Whitehall, as we know from the history of the Second World War, has never had much faith in ordinary people. The idea that the public is a backward tribe in need of ‘re-education’ is a trifle patronising. But most of us would agree that a government trying to ‘take Britain into Europe’ had a public relations problem. Is that still the case? Are Hugh Thomas and Michael Heseltine right in arguing that Britain’s leaders are now lagging behind public opinion in Europeanism or, at the very least, that they are failing in their duty to enthuse us?

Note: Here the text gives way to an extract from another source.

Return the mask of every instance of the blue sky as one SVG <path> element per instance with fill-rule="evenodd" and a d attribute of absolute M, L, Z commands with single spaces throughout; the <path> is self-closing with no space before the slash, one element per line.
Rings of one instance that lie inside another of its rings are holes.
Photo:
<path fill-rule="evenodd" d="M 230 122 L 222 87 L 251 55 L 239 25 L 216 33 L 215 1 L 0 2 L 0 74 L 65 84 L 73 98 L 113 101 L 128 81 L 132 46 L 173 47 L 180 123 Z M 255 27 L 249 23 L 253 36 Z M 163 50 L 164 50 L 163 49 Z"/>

That two Conservative public figures should, within a space of three weeks, publish books urging Britain in almost identical terms to go the whole European hog, is surely remarkable. More than anything else, it indicates the post-Thatcher agenda: Europe was certainly the occasion of Mrs Thatcher’s going, even if not its principal cause. It was also the cause of her two most damaging Cabinet crises, the Westland affair and the resignation of Nigel Lawson; of her most ridiculous embarrassment, the Ridley affair; and of her one national electoral defeat, in the European elections of 1989. Perhaps if she had not insisted on inventing the poll tax, she might still be in Number Ten. But if so, she would be severely and increasingly constrained, more by European questions than by any other.

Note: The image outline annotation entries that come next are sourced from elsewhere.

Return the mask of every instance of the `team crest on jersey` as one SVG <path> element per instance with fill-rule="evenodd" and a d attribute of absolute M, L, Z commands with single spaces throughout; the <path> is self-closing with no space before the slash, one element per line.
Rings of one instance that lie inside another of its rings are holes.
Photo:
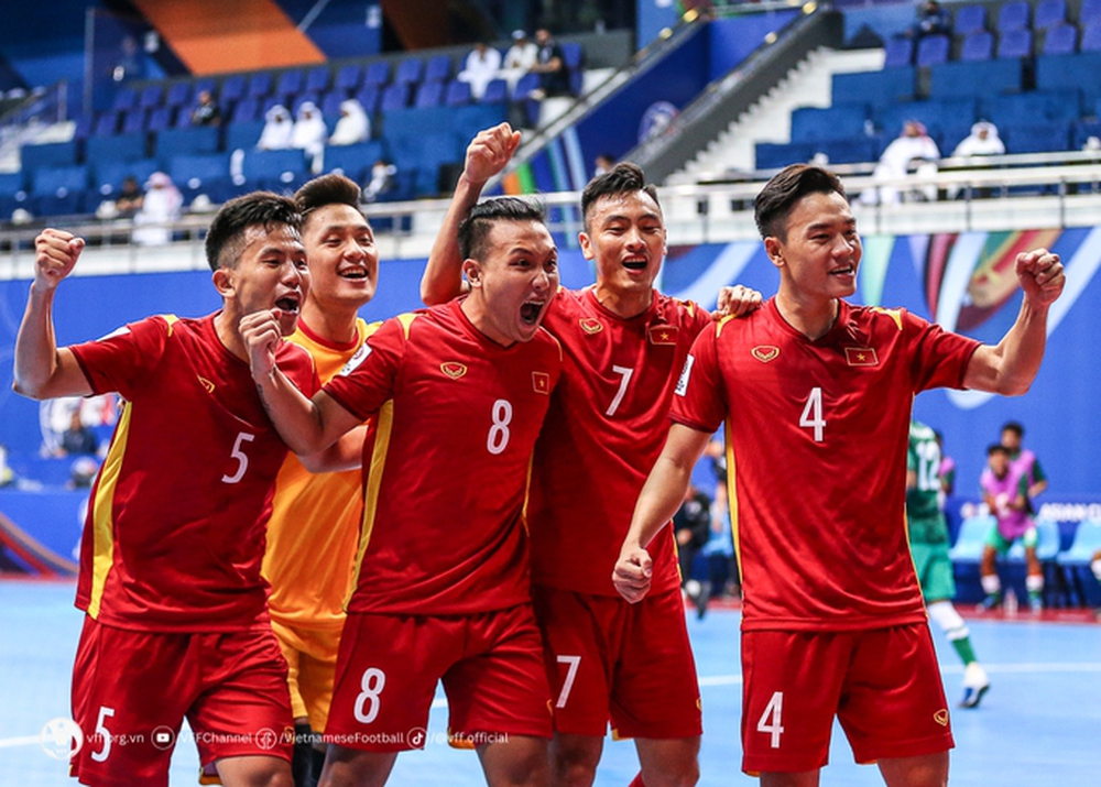
<path fill-rule="evenodd" d="M 875 350 L 870 347 L 844 348 L 844 360 L 850 367 L 880 365 L 880 359 L 875 356 Z"/>
<path fill-rule="evenodd" d="M 344 369 L 337 372 L 338 378 L 346 378 L 351 374 L 360 363 L 367 360 L 367 357 L 371 354 L 371 348 L 368 345 L 361 345 L 356 354 L 348 359 Z"/>
<path fill-rule="evenodd" d="M 439 364 L 439 371 L 451 380 L 458 380 L 467 373 L 467 368 L 458 361 L 444 361 Z"/>
<path fill-rule="evenodd" d="M 684 396 L 688 393 L 688 378 L 691 376 L 691 367 L 695 362 L 695 356 L 688 356 L 685 359 L 685 368 L 680 370 L 680 379 L 677 380 L 677 387 L 673 392 L 677 396 Z"/>
<path fill-rule="evenodd" d="M 651 345 L 676 345 L 677 328 L 675 325 L 654 325 L 650 327 Z"/>
<path fill-rule="evenodd" d="M 768 363 L 780 358 L 780 348 L 772 345 L 757 345 L 750 350 L 750 354 L 761 361 L 761 363 Z"/>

Hugh Thomas is in no doubt that British history has never been anything other than European:

Except during the climax of Empire ... our history has always been part of Continental history – just as our arts have been interwoven with those of the Continent ... Throughout the Middle Ages England was a Continental power; during much of that time, our laws were written in French. Over half of Shakespeare’s plays are set on the Continent. Donizetti and Verdi certainly regarded English literature as part of their own heritage ... Our architecture is obviously part of European architecture, just as our literature and music arc of European art.

Where Thomas concludes, ‘Our history has been part of European history,’ Heseltine begins:

Britain’s past is tightly spun into the history of Europe and it is this web of influence that makes us what we are today. The relationship goes back to the origins of the British people and has lasted in spite of long periods of mutual neglect ... The great names of European letters and thought are the common possession of all our peoples, although not all reputations travel equally well.

I want to argue that what we have here is retrospective wishful thinking, which fails to explain why it has taken the British people so long to decide to throw in their lot with Europe. This part of the Heseltine/Thomas thesis commits three errors. It takes a part (high culture) for the whole. It assumes an approximate reciprocity of cultural influences. It derives political conclusions from cultural evidence.